Yellow to red or very dark brown discoloration of fruit flesh; infected tissues develop a granular texture with woody consistency and speckled color; single or multiple fruitlets may be affected; vascular system may appear speckled right down to core of fruit; symptoms develop during the last month of fruit maturation
Emergence of the disease is favored by warm, wet weather
There are currently no methods of controlling the disease; the pineapple variety Smooth Cayenne appears to be moderately resistant to the disease
Category : Viral
Mealybug wilt Pineapple wilt virus (PWV)
Leaves turning red; tips of leaves become withered and turn brown; plants can be easily removed from the soil
Virus is transmitted by mealybugs; ants protect mealybug populations from predators and parasites and can allow mealybugs populations to reach very damaging levels if left uncontrolled
Ants should be controlled with an appropriate insecticide
Category : Oomycete
Phytophthora heart and root rot Phytophthora spp.

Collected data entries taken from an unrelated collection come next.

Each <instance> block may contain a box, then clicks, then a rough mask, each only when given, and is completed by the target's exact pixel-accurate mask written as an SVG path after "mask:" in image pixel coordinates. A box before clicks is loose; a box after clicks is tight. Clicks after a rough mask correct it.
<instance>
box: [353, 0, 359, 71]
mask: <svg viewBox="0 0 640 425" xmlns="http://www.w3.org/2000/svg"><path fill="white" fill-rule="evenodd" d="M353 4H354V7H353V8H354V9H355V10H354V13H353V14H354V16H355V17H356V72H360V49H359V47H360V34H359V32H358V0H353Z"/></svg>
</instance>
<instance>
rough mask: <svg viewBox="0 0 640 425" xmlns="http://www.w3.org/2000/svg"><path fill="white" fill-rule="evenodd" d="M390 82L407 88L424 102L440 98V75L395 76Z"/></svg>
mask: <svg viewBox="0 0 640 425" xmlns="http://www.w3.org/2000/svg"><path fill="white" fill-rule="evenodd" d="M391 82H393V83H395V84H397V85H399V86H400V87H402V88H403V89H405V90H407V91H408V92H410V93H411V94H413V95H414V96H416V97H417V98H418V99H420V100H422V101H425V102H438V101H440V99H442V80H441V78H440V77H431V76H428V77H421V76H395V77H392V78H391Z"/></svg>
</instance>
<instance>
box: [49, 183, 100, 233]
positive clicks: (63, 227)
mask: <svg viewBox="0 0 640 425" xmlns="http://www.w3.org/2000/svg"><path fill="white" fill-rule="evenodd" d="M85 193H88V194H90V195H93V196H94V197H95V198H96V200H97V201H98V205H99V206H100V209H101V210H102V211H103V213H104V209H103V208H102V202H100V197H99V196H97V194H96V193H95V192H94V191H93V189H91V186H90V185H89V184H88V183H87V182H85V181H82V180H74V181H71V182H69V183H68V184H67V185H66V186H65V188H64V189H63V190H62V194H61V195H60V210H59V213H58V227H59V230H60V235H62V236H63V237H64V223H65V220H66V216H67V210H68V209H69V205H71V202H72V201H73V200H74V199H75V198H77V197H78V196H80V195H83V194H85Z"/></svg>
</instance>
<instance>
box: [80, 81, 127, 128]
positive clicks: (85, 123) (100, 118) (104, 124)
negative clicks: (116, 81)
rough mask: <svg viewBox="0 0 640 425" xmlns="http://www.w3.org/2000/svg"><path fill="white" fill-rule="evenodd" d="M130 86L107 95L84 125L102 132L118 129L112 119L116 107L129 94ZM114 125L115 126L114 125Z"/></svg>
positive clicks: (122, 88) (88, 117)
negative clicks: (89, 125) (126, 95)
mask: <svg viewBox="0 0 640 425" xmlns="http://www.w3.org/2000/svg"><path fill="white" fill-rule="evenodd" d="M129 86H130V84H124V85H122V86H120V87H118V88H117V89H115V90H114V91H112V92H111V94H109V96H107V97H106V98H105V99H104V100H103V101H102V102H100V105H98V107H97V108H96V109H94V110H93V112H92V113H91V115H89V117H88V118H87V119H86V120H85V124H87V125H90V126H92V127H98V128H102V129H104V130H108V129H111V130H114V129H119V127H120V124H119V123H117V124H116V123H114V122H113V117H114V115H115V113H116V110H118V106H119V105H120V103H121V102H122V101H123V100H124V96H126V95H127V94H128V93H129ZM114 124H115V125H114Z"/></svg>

Symptoms of Phytophthora root rot in pineapple field
Symptoms of Phytophthora root rot in pineapple field
Phytophthora symptoms on pineapple
Pineapple heart rot
Phytophthora symptoms on pineapple fruit
Young leaves failing to elongate and turning chlorotic; heart leaves wilting and turning brown; terminal whorl can be easily pulled from mother plant; water-soaked tissue at base of leaves; foul smell; leaves may be turning red and yellow with necrotic leaf margins and leaf tips; plants can easily be pulled out of the ground; fruits color prematurely
Fungi can survive in soil and plant debris for many years
Planting in raised beds helps to drain the soil and reduces incidence of the disease; mulch from pineapple debris should be avoided; pre-planting dips and foliar applications of Fosetyl Al are very effective at controlling the disease.
Category : Insects
Mealybugs (Pineapple mealybug) Dysmicoccus brevipes
Flattened oval to round disc-like insect covered in waxy substance on tree branches; insects attract ants which may also be present; insect colony may also be associated with growth of sooty mold due to fungal colonization of sugary honeydew excreted by the insect; plants may show symptoms of mealybug wilt (see entry)
Insects have a wide host range; often tended by ants which farm them for their sugary honeydew secretions; transmit mealybug wilt in pineapple
Mealybugs can potentially be controlled by natural enemies such as lady beetles; ant populations which tend the mealybugs should be treated with an appropriate insecticide.